IndustryTop Story October 23, 2008 By Alfred Branch, Jr., Jane Cohen & Bob Grossweiner
As the U.S. economy continues to stumble, and the company’s plan to cut about 300 jobs still hanging in air, Ticketmaster, the nation’s largest ticket company, today announced it is acquiring a controlling equity interest in industry powerhouse Irving Azoff’s Front Line Management.
Ticketmaster is using the move to change its name to Ticketmaster Entertainment and launch a broadside assault into the artist management industry dominated by its rival Live Nation.
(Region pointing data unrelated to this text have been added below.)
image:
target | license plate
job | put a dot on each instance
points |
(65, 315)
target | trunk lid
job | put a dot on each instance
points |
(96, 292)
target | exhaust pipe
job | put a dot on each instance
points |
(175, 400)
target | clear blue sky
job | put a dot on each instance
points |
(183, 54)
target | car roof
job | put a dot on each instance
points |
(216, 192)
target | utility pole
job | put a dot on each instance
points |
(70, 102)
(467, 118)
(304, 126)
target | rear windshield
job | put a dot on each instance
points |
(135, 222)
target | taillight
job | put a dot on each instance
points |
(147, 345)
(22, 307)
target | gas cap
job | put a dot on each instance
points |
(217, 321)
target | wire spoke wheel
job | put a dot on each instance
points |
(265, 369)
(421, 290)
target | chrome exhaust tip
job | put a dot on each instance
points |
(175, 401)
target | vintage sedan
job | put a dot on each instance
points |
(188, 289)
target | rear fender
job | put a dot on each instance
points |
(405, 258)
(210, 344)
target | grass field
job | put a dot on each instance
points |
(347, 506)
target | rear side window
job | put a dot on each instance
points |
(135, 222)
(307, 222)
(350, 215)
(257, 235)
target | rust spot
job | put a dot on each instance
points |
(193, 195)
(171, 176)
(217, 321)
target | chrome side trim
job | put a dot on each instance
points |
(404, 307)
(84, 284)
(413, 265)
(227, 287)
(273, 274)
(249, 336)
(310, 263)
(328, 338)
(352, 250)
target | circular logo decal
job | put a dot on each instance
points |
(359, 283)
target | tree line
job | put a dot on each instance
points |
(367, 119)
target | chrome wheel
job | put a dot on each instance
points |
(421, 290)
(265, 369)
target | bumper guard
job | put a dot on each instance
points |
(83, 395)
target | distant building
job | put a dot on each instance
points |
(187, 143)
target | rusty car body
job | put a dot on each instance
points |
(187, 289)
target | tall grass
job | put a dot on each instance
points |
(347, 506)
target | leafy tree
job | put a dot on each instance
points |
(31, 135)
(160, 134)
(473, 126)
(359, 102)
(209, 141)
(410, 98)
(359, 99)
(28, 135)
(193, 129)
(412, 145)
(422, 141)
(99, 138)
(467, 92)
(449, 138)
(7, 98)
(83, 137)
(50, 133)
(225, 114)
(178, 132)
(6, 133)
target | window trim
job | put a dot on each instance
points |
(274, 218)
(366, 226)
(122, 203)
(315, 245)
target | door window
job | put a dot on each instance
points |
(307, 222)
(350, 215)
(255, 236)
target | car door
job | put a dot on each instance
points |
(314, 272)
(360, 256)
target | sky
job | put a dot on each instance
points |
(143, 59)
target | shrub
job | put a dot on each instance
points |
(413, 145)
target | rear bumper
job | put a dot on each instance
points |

Ticketmaster is installing Azoff as CEO of the newly named company, replacing Sean Moriarty at the top, but Moriarty will remain as president of Ticketmaster Entertainment and will be CEO of Ticketmaster.
The deal could have some impact on Live Nation’s soon-to-be-launched ticketing initiative and how Live Nation will fare in scooping up prime Ticketmaster clients. Live Nation will start its own ticketing operation in 2009 in the venues it owns and in its House of Blues franchise in 2010, and the company will also handle ticketing for hundreds of venues operated by SMG and for New York’s Roseland Ballroom, both of which are currently Ticketmaster clients.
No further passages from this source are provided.